Vee menatap Eira, lalu menaikan pundaknya menjawab pertanyaan dari William.
"Sebaiknya tidak perlu bahas hal ini di sini, saat ini waktunya bersenang-senang dengan yang lainnya bukan Pak?" sahut Eira.
"Ahhh benar," jawab William menyeringai.
"Kalau begitu biarkan saya pergi paman, saya tidak mau menganggu waktu kalian bersama," sahut Vee.
"Tidak, sebenarnya kau tidak menganggu Vee, kita kan sudah lebih dekat jadi bisa lebih santai dan terbiasa," jawab Eira.
"Iya, tapi sebaiknya aku pergi saja, ada hal yang harus aku selesaikan sebelum nanti pergi denganmu," kata Vee lalu berdiri.
"Baiklah Vee, salam untuk papa dan mama kamu ya," jawab William.
"Baik paman," jawab Vee dan pergi setelah menundukan kepalanya.
"Kenapa kau hanya berteman saja dengannya Ra? Bukankan dia tipe mu?" tanya rekan kerja yang sudah mengenal Eira, yaitu Ona.
"Benar dia memang tipe ku Ona, tetapi alangkah baiknya jika kita saling mengenal dulu," jawab Eira.

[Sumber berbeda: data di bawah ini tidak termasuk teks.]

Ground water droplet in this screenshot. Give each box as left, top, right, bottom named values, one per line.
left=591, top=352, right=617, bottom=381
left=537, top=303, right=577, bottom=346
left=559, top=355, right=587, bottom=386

"Eira, aku akan bicara sebagai pamannya di sini, jika kau tidak menyukainya tolong langsung katakana padanya saja, karena jika dia mencintai seseorang dia akan memperjuangkannya bagaimana pun caranya, tetapi jika kau hanya bermain-main saja dengannya tolong berhentilah, karena aku tidak bisa melihat dia sedih karena cinta," kata William.
"Bapak tenang saja, aku tidak akan bertindak kejauhan, karena dari awal memang aku dan dia sudah sepakat untuk berteman," jawab Eira.
"Baiklah, aku akan mengerti," kata William.
"Baiklah karena hari sudah semakin sore, waktu istirahat pun juga sudah usah dari tadi, jadi sebaiknya kita kembali ke kantor sekarang," lanjut William.
"Baik pak," jawab semuanya.
Mereka pun berberes dan kembali ke kantor bersama-sama, Eira masih menunggu Yara yang sedang pamit ke kamar mandi.
"Kau tidak kembali Ra?" tanya Ona.
"Duluan saja, aku masih menunggu Yara," jawab Eira.
Ona melirik Eira dengan tatapan mengejeknya seperti biasanya.